The power dies at 8:17 PM.
Not flickers. Not a brownout. Dies.
One second I’m arguing with Chicago’s CMO over Slack about font weights — because apparently billion-dollar deals hinge on whether “Meridian” is bold or semibold — and the next, the entire 47th floor goes black.
The emergency lights kick in half a second later, bathing everything in that sickly, apocalypse-green glow. My monitor goes dark. The city outside the windows doesn’t. Manhattan keeps glittering like nothing happened, which feels personal.
“Goddammit,” I mutter. My laptop battery is at 6%. My phone is at 9%. I’ve been here since 7 AM because the “We’ll keep the lights on” update launches at midnight and I don’t trust anyone else not to break it.
“Generator should be online,” Marcus’s voice says from the hallway. He sounds pissed. Marcus always sounds pissed, but now it’s pissed with a purpose. “Stay at your desks. IT’s checking the—”
The emergency lights die too.
Now it’s just me, the city, and the sound of rain starting to hammer the glass.
Great.
I fumble for my phone, turn on the flashlight. The beam catches dust motes and the edge of Dominic’s coat — still on the back of my chair. I haven’t given it back. He hasn’t asked for it. We’re in a cold war of wool and plausible deniability.
“Marcus?” I call.
No answer.
Then I hear it. Footsteps. Not Marcus. Too measured. Too deliberate.

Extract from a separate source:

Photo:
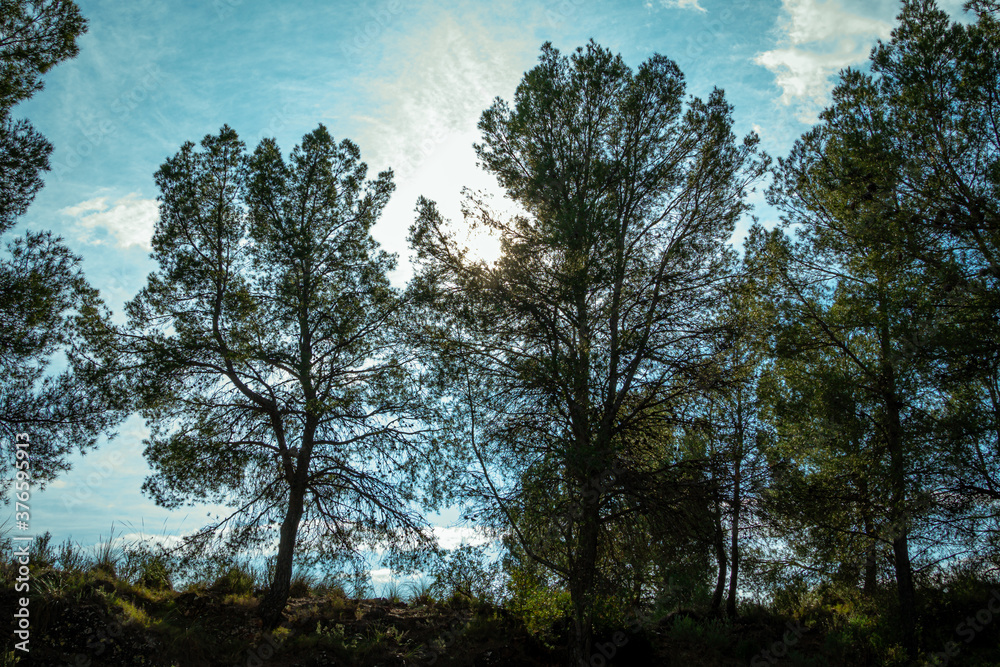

Dominic appears in the glow of my phone like he was built from the dark. No flashlight. He doesn’t need one. He just knows where things are.
“The generator failed,” he says. No preamble. No “are you okay.” Just facts. “Backup to the backup is cycling. Could be five minutes. Could be five hours.”
“Fantastic,” I say. “I have a launch at midnight.”
“I know.”
Of course he knows. He knows everything.
He steps closer. The light from my phone catches the rain on the windows behind him, turns him into a silhouette with a city for a halo. He’s still in his shirt from this morning, sleeves rolled up, tie gone. He looks like he’s been fighting the building itself and losing.
“You should go home,” he says.
“My laptop’s dead. My work’s here. My job’s here.”
“It can wait.”
“It can’t.” I set my phone down, the light pointing up, turning us into a caravaggio painting — all shadows and sharp lines. “You told me results matter. So I’m getting results.”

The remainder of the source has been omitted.